1. Gdy kultury <em>komórek</em> ssaków lub myszy są narażone na promieniowanie jonizujące w ilościach pozwalających na przeżycie lub śmiertelnych, w regionie histonów H2A dwuwymiarowych żeli znajdują się nowe składniki masy. Łącznie, określane jako gamma, składniki te powstają in vivo w wyniku kilku procedur, które wprowadzają dwuniciowe pęknięcia w DNA. Składniki gamma, które wydawały się być jedynymi głównymi nowymi składnikami wykrytymi przez inkorporację masy lub 32PO4 na kwas octowy-mocznik-Triton X-100-kwas octowy-mocznik-Wykazano, że żele zawierające bromek cetylotrimetyloamoniowy lub SDS-kwas octowy-mocznik-bromek cetylotrimetyloamoniowy po ekspozycji <em>komórek</em> na promieniowanie jonizujące są gatunkami histonów H2AX, które zostały ufosforylowane specyficznie w serynie 139. narażenie kultur <em>komórek</em> na promieniowanie jonizujące; połowa maksymalnych wartości jest osiągana przez 1 <em>min</em>, a maksymalna przez 10 <em>min</em>. Maksymalnie około 1% H2AX ulega gamma-fosforylacji na każdy szary promieniowania jonizującego, co wskazuje, że 35 dwuniciowych pęknięć DNA, liczba wprowadzana przez każdy szary do <em>6</em> x 10 (9) pary zasad ssaczego genomu G1, prowadzą do gamma-fosforylacji H2AX rozmieszczonego na 1% chromatyny.
    2. Tak więc wydaje się, że około 0,03% chromatyny jest zaangażowane w dwuniciowe pęknięcie DNA. Ta wartość, która odpowiada około 2 x 10(<em>6</em>) par zasad DNA na jedno dwuniciowe pęknięcie, wskazuje, że duże ilości chromatyny są zaangażowane w każde dwuniciowe pęknięcie DNA . Zatem tworzenie gamma-H2AX jest szybką i wrażliwą odpowiedzią <em>komórki</em>na obecność dwuniciowych pęknięć DNA, odpowiedzią, która może zapewnić wgląd w struktury chromatyny wyższego rzędu.

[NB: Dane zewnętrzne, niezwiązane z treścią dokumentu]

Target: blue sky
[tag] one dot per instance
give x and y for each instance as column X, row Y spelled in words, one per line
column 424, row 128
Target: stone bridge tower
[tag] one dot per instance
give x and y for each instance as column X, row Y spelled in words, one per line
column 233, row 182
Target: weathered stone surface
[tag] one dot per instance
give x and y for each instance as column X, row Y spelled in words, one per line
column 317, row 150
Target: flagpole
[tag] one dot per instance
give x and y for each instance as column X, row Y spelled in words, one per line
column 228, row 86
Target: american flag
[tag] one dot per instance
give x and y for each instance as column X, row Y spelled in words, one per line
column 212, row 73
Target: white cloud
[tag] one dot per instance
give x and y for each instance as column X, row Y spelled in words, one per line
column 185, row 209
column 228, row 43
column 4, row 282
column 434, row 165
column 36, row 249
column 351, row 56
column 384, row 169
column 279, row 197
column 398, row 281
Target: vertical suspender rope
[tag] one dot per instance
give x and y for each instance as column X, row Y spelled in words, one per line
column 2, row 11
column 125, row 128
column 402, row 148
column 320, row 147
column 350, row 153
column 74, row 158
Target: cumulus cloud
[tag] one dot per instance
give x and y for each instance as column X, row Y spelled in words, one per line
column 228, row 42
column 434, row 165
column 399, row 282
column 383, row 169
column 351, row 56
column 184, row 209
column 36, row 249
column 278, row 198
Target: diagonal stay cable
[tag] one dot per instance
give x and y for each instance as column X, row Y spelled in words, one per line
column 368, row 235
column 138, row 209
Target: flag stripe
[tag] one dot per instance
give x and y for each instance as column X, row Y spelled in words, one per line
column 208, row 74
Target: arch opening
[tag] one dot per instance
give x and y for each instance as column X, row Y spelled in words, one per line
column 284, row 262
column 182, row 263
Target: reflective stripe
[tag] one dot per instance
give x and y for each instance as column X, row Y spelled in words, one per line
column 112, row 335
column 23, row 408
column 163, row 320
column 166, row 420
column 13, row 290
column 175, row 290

    Technika klamry glukozy: metoda ilościowego określania wydzielania insuliny i oporności.

    • Opisano metody ilościowej oceny wrażliwości komórek beta na glukozę (technika klamry hiperglikemicznej) i wrażliwości tkanek na insulinę (technika klamry euglikemicznej insuliny). Technika klamry hiperglikemicznej. Stężenie glukozy w osoczu gwałtownie wzrasta do 125 mg/dl powyżej poziomu podstawowego w wyniku wlewu glukozy trwającego kilka minut.
    • Pożądane plateau hiperglikemii jest następnie utrzymywane przez dostosowanie zmiennego wlewu glukozy w oparciu o zasadę ujemnego sprzężenia zwrotnego. Ponieważ stężenie glukozy w osoczu jest utrzymywane na stałym poziomie, szybkość wlewu glukozy jest wskaźnikiem metabolizmu glukozy.
    • W takich warunkach ciągłej hiperglikemii odpowiedź insulinowa w osoczu jest dwufazowa i obejmuje wczesne wyrzuty insuliny w ciągu pierwszych <em>6</em> <em>min</em>, po których następuje stopniowo postępujący wzrost stężenia insuliny w osoczu. Technika klamry euglikemicznej insuliny.
    • Stężenie insuliny w osoczu gwałtownie wzrasta i utrzymuje się na poziomie około 100 j.m./ml dzięki ciągłemu wlewowi insuliny. Stężenie glukozy w osoczu jest utrzymywane na stałym poziomie podstawowym przez zmienną infuzję glukozy z zastosowaniem zasady ujemnego sprzężenia zwrotnego.
    • W tych stacjonarnych warunkach euglikemii szybkość wlewu glukozy jest równa wychwytowi glukozy przez wszystkie tkanki w organizmie, a zatem jest miarą wrażliwości tkanek na egzogenną insulinę.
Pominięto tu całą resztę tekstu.